SEASIDE resorts, such as Scarborough and rural parts of Yorkshire and the Humber, are emerging as hot destinations for people leaving towns and cities to make a new life in the countryside.

And families are replacing the retired as the biggest group leaving urban areas to settle in the region's countryside, despite a continued decline in services and a rise in rural poverty.

This is one of the pictures to emerge from the State of the Countryside 2008 report, published by the Commission for Rural Communities. (CRC)

The report, the 10th annual analysis of life for people living and working in the English countryside, reveals that wages in some sections of rural Yorkshire continue to be low, and for many work is not a secure route out of poverty.
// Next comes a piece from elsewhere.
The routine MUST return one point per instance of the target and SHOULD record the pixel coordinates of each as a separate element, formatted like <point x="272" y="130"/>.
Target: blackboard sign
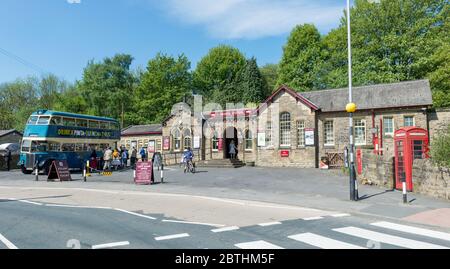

Dr Stuart Burgess, chairman of the CRC, said: "Around one in five rural households now live below the poverty line and between 2004/05 and 2006/07 poverty in rural households has increased faster than in urban areas."

The report highlights a number of other challenges, including a lack of affordable housing, declining services in rural areas and poorer accessibility to services for people without cars.

For example, in rural Yorkshire only 67.2 per cent of householders live within 4km of a bank or building society, compared with 99.7 per cent in urban areas, the proportion living within 4km of an GP surgery is 89 per cent (100 per cent in urban areas), just 69.7 per cent live within 4km of an NHS dentist compared with 100 per cent in urban sites, 67.6 per cent live within 4km of a secondary school (compared with 99.3 per cent) and 72.5 per cent within 4km of a supermarket (100 per cent in urban areas).

Nationally, rural areas also lag behind their urban counterparts in the field of communications technology.

While internet usage in the countryside has risen from 44 per cent in 2002 to 62 per cent in 2007, particularly for accessing services, the availability of high-speed broadband remains low in sparsely populated areas.

The changing face of business in the countryside highlights a continued decline in the number of people working in agriculture. Yet it demonstrates inherent strengths in rural economies, with a higher rate of start-ups than urban areas and overall growth in the number of businesses, compared to a net decline in the urban business base.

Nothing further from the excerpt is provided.